4. Ao mesmo tempo, os Estados nacionais, designadamente os que estão a aplicar Memorandos de Entendimento, não podem parar de pensar e limitar-se a seguir a cartilha como se o mundo de hoje fosse o mesmo de ontem. Não defendo que Portugal escolha desafiar a comunidade de emprestadores e desfraldar a bandeira do rasganço do Memorando, de ânimo leve. Bem sabemos que não nos convém nada atrair as raivas dos mercados: por muito irracionais que eles sejam, eles podem prejudicar-nos gravemente. Mas, nos bastidores, serenamente, usando as instituições para aquilo que elas devem servir, é preciso começar a pensar que não podemos fazer grandes disparates só porque um belo dia assinámos o Memorando. Por exemplo, para lá das questões ideológicas, parece certo que privatizar, nas actuais condições, o que o Memorando quer que privatizemos, será desbaratar património nacional. Mesmo os que não vêem os riscos dessas privatizações para a nossa capacidade de gerir o nosso país, devem ver que vamos deixar cortar dedos que nos farão falta para tocar viola. E nem é preciso dizer à UE e ao FMI que essas alíneas do Memorando são uma forma de saque insuportável: basta dizer-lhes que, de momento, é mau negócio. Isto quer dizer que devemos afrontar os emprestadores rasgando os nossos compromissos? Não; quer dizer que o mundo mudou muito desde então, e que muita coisa que já era velha ontem – está hoje definitivamente podre e a cheirar mal. E que queremos ocupação mais estimulante do que sermos nós a cavar a nossa própria sepultura.

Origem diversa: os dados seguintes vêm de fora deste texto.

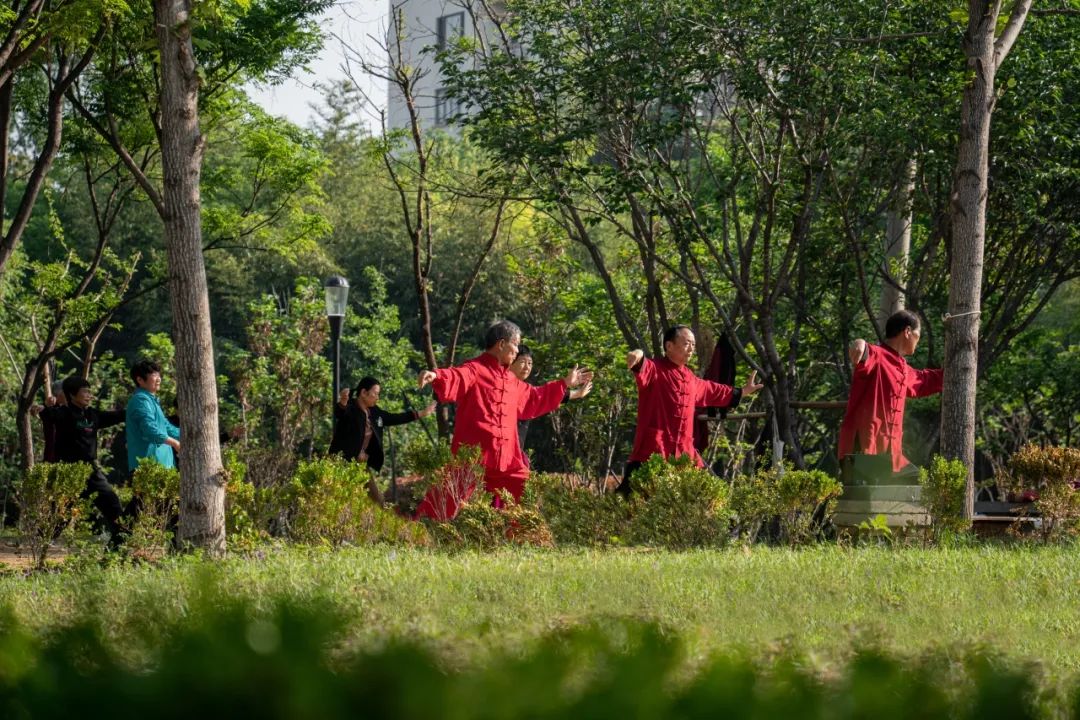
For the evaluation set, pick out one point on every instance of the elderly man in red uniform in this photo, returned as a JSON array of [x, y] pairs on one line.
[[873, 430], [667, 393], [490, 401]]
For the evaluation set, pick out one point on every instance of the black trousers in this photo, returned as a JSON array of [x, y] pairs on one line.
[[105, 500], [623, 488]]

5. Tudo isto, bem entendido, sem esquecermos que também tivemos culpas na força com que a crise nos apanhou. Tivemos, quer dizer: Estado, bancos, empresas, famílias, pessoas. E que não nos safamos desta sem esforço. Mas que o esforço seja para sair do buraco, não mero remexer na terra para ficarmos ainda mais enterrados.

6. Precisamos de política, precisamos de políticos. Capazes de juntar e de separar. De juntar as forças de todos, de separar as águas.